Se acercó a él, dejando en claro que la ayuda de los demás no era bienvenida. Dalain seguía siendo liviano, por lo que no le costaba ningún esfuerzo ayudarle a levantarse de los estribos.
Recibió su moteado y se montó en la silla de, mientras dirigía miraba por última vez a los mozos. No se molestó en despedirse mientras dirigía su cabalgadura hacia Porta Grande.
«Siempre eres antipático.» Dalain lo alcanzó, y arrugó la nariz de la misma forma que cuando era niño. Una expresión que indicaba reprobación y diversión al mismo tiempo.
«No estoy entrenado para exigir bondad.» Esperó a que llegara a su lado.
El Lector sonrió. Sabía el origen del mal humor de su primo. No estaba feliz de escoltarlo fuera de los límites de la capital. Nephelim hubiera preferido tenerlo encerrado en una caja de cristal.

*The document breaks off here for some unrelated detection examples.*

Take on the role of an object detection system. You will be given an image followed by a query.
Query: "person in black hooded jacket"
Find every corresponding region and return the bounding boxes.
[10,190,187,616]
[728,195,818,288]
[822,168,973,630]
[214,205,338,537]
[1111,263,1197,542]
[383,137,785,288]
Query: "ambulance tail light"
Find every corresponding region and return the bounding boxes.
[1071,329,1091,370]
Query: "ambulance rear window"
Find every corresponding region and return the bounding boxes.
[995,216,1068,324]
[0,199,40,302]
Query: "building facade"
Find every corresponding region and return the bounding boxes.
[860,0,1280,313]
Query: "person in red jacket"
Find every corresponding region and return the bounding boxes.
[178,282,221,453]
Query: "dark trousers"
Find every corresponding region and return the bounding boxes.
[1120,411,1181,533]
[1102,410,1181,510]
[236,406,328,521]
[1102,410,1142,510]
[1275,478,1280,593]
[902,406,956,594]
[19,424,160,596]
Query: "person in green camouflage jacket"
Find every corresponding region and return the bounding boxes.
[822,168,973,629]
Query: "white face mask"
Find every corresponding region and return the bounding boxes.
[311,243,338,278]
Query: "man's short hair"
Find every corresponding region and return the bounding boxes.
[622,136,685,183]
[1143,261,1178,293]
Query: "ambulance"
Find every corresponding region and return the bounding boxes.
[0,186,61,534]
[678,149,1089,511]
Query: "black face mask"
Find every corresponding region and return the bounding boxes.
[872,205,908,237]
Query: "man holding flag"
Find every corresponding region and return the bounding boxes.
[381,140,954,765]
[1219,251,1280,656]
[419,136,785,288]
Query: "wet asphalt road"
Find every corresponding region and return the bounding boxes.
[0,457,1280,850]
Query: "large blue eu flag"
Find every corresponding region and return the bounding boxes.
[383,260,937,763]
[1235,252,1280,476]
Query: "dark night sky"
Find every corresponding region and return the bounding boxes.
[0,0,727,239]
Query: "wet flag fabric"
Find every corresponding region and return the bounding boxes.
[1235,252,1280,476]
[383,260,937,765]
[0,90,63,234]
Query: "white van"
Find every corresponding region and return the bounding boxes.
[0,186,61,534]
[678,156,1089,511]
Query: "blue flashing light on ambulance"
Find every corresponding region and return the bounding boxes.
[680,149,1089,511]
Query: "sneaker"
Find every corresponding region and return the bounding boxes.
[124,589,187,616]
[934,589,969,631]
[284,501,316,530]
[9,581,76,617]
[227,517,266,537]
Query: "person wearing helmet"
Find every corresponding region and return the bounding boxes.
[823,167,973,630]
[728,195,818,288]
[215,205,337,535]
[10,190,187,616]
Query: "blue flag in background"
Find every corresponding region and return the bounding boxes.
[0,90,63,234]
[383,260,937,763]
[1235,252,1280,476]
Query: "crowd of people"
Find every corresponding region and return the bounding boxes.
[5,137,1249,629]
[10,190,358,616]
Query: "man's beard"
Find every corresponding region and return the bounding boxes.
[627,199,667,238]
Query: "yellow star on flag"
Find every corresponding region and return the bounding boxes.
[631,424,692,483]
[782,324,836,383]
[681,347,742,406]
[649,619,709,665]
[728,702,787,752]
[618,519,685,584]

Mantuvo su mirada de curiosidad. «Una bruja. Es lo que dicen las comadres de los Condados Centrales.»
«¿Ya tienes una opinión?»
«Los informes de los Sacerdotes de la zona confirman las sospechas. Muchos aldeanos desaparecen de la nada sin dejar rastro. Otros muestran un comportamiento violento atípico.»
Nephelim frunció el ceño, en señal de espera.
«Una Maldana. No es la bruja que buscan los Henders.»
El Paladín asintió, y se guardó sus pensamientos para sí mismo.
Encontraron a la bruja en una casucha de madera, que en otros tiempos había sido la cabaña de caza del Señor del Condado, en medio del Bosque de los Susurros. Ataron los caballos a un árbol no muy lejano. Habían comenzado a exaltarse tan pronto como se adentraron en el bosque.
Dalain había decidido esperar hasta la mañana para entrar en la bruma que envolvía el lugar.
Nephelim observó cuidadosamente los árboles desnudos y delgados. Árboles torcidos. El tronco crecía curvo y formaba una onda que se elevaba directamente desde el suelo hacia el cielo blanquecino. Podía sentir la magia, aunque no tuviera ese talento.